Britain’s electoral map

The Conservatives gained 97 seats in the House of Commons, Labour lost 91, and the Liberal Democrats lost five.

And look at that map: no Orwellian reversal of blue and red, as in the famous U.S. electoral map in 2000, which made such an impression that we permanently adopted “red” for the Republicans and “blue” for the party of the left. In Britain, the Conservatives are still blue, and Labour, the party of the left, is still red, as it ought to be. (There are ways of making the current American scheme make sense, however; red is the color of vitality, signifying that conservatives have life in them, not that they’re Communists.)

A striking parallel to the recent U.S electoral maps is that the Conservative (blue) part of Britain is much larger geographically than the Labour (red) part, and that, just as in the U.S. map, this is deceptive, because Labor dominates in the cities where the population is much larger and where many more parliamentary constitutencies are located than in the country. Click on the proportional view to get a more accurate picture of Labour’s strength in the cities. If I may paraphrase Barry Goldwater, perhaps the British can saw off London and let it drift out to the North Sea.

Of Britain’s many minority parties, the UK Independence Party won the most votes, with 917,000 out of 29 million votes cast, and the British National Party came in second, with 563,000 votes. But neither UKIP nor BNP won any seats in the Parliament.

- end of initial entry -

An Indian living in the West writes:

Some points need to be made:

Scotland is a Labour stronghold—which is another reason why Labour is almost guaranteed a certain number of seats in Parliament despite poor performance in other parts of Britain.

The Tories are almost exclusively an English party.
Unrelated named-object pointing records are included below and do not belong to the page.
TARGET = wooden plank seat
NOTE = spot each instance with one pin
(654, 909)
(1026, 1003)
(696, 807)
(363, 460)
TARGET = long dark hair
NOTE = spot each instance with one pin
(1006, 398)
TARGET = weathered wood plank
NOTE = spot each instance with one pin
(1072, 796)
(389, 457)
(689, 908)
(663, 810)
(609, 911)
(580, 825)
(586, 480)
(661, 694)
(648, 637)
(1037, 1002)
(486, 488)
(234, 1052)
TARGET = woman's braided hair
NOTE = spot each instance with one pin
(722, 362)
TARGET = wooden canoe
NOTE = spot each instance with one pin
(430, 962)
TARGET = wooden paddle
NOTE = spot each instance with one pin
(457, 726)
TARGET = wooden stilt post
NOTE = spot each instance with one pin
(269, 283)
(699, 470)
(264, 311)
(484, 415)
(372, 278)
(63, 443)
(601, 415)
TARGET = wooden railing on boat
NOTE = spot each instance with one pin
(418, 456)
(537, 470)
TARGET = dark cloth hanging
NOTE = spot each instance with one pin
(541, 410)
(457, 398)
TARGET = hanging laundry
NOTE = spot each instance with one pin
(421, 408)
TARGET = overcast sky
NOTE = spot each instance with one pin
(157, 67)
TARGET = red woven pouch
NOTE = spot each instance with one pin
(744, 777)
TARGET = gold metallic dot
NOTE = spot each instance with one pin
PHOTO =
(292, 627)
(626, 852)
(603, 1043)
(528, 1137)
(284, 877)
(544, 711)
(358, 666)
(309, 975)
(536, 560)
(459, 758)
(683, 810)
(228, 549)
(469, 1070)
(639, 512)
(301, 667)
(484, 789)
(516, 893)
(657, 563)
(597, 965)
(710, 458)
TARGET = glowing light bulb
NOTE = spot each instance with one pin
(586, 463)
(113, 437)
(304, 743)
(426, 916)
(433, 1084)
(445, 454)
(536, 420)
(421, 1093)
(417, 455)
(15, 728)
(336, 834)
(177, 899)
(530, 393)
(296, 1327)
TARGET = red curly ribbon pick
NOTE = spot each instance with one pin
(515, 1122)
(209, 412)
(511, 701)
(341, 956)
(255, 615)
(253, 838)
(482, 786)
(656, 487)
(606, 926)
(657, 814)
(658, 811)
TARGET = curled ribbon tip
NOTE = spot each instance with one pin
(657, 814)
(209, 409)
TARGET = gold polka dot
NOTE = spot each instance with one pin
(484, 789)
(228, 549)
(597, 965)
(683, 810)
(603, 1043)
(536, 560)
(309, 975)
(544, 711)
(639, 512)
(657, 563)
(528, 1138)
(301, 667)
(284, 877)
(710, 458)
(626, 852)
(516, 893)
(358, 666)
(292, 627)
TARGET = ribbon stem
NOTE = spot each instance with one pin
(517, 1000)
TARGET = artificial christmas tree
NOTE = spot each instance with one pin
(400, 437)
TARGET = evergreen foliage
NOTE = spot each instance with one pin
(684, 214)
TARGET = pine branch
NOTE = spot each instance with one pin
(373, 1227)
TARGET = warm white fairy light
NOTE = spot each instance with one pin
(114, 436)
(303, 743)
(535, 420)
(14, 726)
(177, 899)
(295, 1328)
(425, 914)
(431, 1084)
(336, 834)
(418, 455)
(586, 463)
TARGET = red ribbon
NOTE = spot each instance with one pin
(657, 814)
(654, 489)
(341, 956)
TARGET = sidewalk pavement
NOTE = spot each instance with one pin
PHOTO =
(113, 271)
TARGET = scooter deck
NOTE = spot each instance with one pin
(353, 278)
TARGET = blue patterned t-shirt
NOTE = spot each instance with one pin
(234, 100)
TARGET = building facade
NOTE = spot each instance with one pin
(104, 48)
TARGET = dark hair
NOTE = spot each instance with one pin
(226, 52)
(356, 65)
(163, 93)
If England were a sovereign country, the Tories would be the ruling party in perpetuity.

Northern Ireland is dominated by the old Unionist v. Republican factions. The Ulster Unionists are still the largest faction in Northern Ireland. they were traditionally allies of the Conservatives. I don’t know what is happening now (I’m out of touch with British politics).

The truth is that the old squabbles have been replaced by a familiar and simpler formula: net recipients of state benefits v net taxpayers. Although the Ulster Unionists would typically be pro-Conservative, Northern Ireland’s economy (like much of the UK) is a basket case—the state accounts for 77 percent of GDP in NI. It’s an economic sink-hole. The Tories want to stop all this because not only is it wasteful it has a debilitating effect on the people—they become addicted to government largesse in the way that an opium addict becomes destructively dependent on opium. Scotland has a similar problem—its population is almost completely dependent on government money. Wales and Northern England—same story.

So the Tories represent the fleeced hard-working English taxpayers who are paying through their noses to keep this show going. The problem is that the state already accounts for 52 percent of the GDP of the United Kingdom today—and a majority of Britain’s current population is already a net recipient of benefits from the state (either through employment by the state or through the benefits systems). There are some who think the actual figure is even higher and that close to 75 percent of the population is a net recipient of state benefits. That means only 25 percent are paying their way.

Among the smaller parties, the BNP represents people who would normally vote Labour but won’t do so now because of immigration. UKIP represents the “hard-right” old Tory vote. It is important to remember that although UKIP and BNP have some similarities, people who often look at these parties don’t understand what separates them: class. The class system in Britain is alive and well and the voting patterns reflect it. Hard-core old Tory voters who come from the upper and upper middle classes will not vote BNP who they regard as working class lumpen. BNP voters will never vote Tory or UKIP who they regard as representing monied interests and privilege—in fact, if Labour hadn’t opened the floodgates of immigration in Britain, the BNP wouldn’t exist. The only reason it exists is because its traditional supporters have become disillusioned with Labour due to immigration. If the Tories hadn’t abandoned their Euroscepticism, UKIP wouldn’t exist.